[Date Prev][Date Next] [Thread Prev][Thread Next] [Date Index] [Thread Index]

Bug#253404: Bug #253404: Set root's locale to POSIX on the installed system for "complex" (CJK, Indic, RTL...) languages



Bug #253404 is about a quite well known issue for newly installed
systems:

When one installs a system using a language such as Chinese, Japanese,
Korean, Arabic, etc...the text installer works fine because it works
in a framebuffered environment.
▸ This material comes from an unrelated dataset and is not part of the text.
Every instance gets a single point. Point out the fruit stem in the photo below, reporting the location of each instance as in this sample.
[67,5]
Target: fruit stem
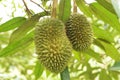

Similarly base-config ran fine because
it was running inside bterm.

However, in that case, the installed system uses the installation
locale as the general locale for the installed system byt setting LANG
and LANGUAGE in /etc/environment.

The consequence for this is Mojibake at the console of the installed
system.

Two solutions have been proposed in #253404 and 263575:

1) set the general locale to POSIX for these languages
2) set root's environment for this POSIX localization

In #263575, Kenshi proposed a solution involving patching base-files,
which was rejected by the base-files maintainer.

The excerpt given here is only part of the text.